View of the Madrid Stock Exchange shortly after the opening of the session this Thursday.
View of the Madrid Stock Exchange shortly after the opening of the session this Thursday.Vega Alonso del Val (EFE)

The crash on Wall Street this Wednesday is taking its toll on European markets. The stock markets of the Old Continent are trading this Thursday with sharp declines: the Ibex 35 loses more than 1% and leaves behind 8,400 points. Similarly, Frankfurt, Paris and London are down between 1% and 2%. Investors are thus reversing Tuesday’s rebound as they fear business results will suffer in an environment marked by rising interest rates in the United States, high inflation and uncertainty over the war in Ukraine.

Among the members of the Spanish selective, CIE Automotive, Inditex and BBVA are the most affected values, and fall more than 2%. On the other hand, Pharma Mar, Almirall and Naturgy manage to hold on in the green and advance around 1%. High prices for consumer goods, gas and energy continue to fuel fears of flagging economic growth. The latest bad news in this regard came this week, when the rise in the UK CPI in April to 9% was revealed. The Renta 4 analysis house recalls that the Bank of England itself does not expect to see the price ceiling until October, at levels close to 10%. On the positive side, the plans announced by Shanghai to resume activity and gradually end the confinement could serve as a catalyst in the coming days.

Wall Street suffered its worst day in almost two years on Wednesday.
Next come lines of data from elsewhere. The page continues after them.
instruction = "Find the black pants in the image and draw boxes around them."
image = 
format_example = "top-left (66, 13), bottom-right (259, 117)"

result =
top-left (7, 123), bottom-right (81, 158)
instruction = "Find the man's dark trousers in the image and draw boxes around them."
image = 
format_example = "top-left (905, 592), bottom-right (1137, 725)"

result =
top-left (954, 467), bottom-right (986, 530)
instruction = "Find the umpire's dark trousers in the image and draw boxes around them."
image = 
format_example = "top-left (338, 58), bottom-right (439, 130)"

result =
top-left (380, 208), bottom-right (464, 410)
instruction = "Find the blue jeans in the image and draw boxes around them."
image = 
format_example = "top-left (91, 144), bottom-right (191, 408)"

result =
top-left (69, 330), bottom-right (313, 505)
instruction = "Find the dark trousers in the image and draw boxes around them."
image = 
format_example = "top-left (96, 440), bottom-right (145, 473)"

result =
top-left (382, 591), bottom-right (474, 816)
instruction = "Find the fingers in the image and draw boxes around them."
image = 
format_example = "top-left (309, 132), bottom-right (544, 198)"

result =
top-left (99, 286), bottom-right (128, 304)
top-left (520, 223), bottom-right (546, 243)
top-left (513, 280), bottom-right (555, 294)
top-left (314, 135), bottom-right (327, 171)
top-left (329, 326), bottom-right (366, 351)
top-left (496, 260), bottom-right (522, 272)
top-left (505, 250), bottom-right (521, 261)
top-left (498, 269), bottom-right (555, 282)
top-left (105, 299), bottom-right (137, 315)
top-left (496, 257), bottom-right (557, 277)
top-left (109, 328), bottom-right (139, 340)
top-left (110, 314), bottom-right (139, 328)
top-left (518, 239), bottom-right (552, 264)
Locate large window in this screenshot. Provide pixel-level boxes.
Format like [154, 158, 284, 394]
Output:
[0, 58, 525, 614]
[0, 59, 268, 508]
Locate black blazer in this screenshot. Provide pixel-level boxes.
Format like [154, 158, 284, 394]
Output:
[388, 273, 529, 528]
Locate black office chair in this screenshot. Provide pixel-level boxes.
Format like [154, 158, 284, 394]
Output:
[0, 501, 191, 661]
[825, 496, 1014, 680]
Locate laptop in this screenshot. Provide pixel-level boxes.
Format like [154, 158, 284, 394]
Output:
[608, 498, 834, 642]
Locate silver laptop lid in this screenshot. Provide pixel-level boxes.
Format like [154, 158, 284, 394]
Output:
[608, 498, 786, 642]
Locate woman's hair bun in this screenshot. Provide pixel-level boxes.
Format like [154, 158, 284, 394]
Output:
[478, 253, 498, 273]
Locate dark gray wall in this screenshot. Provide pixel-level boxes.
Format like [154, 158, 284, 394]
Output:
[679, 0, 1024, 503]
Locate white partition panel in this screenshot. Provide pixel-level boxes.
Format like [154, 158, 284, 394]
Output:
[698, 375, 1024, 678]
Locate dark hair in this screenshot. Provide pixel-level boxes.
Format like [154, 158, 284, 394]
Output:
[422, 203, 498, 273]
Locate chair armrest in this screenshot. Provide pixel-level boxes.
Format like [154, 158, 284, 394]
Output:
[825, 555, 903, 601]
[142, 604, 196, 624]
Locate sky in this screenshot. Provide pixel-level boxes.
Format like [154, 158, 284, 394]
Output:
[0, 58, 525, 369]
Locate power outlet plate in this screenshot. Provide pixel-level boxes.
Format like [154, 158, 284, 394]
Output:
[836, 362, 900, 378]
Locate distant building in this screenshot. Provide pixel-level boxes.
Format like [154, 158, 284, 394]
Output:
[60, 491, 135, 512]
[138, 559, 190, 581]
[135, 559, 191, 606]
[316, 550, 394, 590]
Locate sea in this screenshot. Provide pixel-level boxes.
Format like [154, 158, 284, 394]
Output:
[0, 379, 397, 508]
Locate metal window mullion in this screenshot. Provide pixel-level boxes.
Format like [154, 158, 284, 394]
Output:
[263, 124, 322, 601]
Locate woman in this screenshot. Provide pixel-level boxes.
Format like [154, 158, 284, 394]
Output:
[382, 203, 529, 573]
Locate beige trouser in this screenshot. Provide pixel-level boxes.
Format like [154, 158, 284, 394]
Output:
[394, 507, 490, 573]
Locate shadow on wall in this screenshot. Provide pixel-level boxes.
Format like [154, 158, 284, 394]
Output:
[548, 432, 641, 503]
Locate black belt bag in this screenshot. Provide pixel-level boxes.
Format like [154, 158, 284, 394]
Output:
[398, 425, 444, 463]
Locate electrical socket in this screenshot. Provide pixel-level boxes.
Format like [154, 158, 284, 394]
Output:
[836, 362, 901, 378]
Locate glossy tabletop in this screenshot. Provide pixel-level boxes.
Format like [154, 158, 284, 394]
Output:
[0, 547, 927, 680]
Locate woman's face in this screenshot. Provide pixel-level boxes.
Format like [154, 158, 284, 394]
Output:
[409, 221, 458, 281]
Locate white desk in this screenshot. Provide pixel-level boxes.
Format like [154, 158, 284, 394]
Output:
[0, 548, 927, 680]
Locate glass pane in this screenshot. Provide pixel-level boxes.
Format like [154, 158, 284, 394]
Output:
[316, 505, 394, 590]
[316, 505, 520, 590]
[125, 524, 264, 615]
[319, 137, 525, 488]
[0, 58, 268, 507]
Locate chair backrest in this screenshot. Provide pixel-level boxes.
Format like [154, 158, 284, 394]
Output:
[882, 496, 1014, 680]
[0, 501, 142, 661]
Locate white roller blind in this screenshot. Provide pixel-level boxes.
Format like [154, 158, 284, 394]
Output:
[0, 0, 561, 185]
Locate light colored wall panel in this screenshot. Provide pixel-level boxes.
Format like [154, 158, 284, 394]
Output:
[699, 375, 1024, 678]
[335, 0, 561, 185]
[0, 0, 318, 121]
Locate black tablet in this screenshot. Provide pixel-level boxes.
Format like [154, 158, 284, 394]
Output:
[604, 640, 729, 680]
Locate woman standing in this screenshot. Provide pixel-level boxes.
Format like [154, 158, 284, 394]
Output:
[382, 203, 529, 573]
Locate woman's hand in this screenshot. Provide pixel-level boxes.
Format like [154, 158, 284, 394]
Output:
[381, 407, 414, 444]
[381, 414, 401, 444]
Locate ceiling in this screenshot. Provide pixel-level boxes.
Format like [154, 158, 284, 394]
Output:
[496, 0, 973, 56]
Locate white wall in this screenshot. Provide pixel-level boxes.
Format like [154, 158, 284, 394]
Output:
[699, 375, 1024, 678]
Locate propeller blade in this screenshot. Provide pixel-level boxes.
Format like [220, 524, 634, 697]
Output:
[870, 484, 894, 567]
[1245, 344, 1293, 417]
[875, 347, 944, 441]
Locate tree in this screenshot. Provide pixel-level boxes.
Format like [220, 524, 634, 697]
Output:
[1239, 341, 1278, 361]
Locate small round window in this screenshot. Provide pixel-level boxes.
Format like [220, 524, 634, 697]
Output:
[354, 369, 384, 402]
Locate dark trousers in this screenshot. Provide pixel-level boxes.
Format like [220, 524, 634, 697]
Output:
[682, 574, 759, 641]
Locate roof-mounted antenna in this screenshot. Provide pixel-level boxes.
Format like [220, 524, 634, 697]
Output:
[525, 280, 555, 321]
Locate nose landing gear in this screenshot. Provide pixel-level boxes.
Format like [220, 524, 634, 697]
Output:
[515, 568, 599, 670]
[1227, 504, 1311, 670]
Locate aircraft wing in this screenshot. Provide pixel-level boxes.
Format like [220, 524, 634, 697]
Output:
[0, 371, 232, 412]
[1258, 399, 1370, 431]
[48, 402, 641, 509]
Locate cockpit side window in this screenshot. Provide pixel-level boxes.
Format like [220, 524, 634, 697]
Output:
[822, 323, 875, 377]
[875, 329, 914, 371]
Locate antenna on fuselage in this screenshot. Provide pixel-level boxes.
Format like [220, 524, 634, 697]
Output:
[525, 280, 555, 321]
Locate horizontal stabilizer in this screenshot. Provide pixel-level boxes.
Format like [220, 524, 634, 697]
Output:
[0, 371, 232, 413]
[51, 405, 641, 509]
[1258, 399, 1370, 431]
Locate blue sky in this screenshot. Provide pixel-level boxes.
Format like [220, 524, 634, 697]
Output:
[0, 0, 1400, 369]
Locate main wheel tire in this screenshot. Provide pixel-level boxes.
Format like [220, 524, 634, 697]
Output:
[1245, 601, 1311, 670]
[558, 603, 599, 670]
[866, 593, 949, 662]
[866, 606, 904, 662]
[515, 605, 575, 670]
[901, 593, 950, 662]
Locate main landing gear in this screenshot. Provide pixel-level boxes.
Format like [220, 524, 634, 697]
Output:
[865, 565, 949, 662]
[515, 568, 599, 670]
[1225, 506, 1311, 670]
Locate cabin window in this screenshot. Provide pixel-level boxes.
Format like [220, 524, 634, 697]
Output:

At the close of the session, the Dow Jones dropped 3.6%, the S&P 500 4% and the Nasdaq technology index, the most affected, 4.7%. In addition to the warnings of the US Treasury Secretary, Janet Yellen, about a potential entry of the world economy into a period of stagflation, the results of the retail distribution company Target caused an avalanche of sales in the US stock markets, as they warn. from Link Securities.

The company has reported $1 billion in profit between January and March, about half of what it made in the same period in 2021, well below expectations. Likewise, the profits of Walmart, the first retail company by turnover in the United States, fell 25% in the first quarter of the year, due to the pressure that inflation exerted on the firm’s operating costs.

Investors’ attention is once again focused on the impact of rising prices on consumer spending, which is faced with shrinking purchasing power. In addition, the market continues to value the possibility of further monetary tightening, as recently promised by the Federal Reserve, which is willing to raise interest rates as much as necessary to put an end to rising inflation. “Liquidity has been rotating through equity and bond markets as yields are falling in both the US and Europe, underlining the state of fear in the market,” said Pierre Veyret, Technical Analyst at ActivTrades. in a note.

Asian stocks have also been punished. The Hang Seng, the benchmark index of the Hong Kong Stock Exchange, closed this Thursday with losses of 2.54%, dragged down by the heavy losses that technology values ​​have discounted. The digital giant Tencent has revealed this Wednesday that its profits for the first quarter had been cut in half. The Japanese Nikkei has also concluded the session dyed red, with a drop of 1.89%. In the commodity market, both Brent, a benchmark for Europe, and West Texas Intermediate remain above 100 dollars.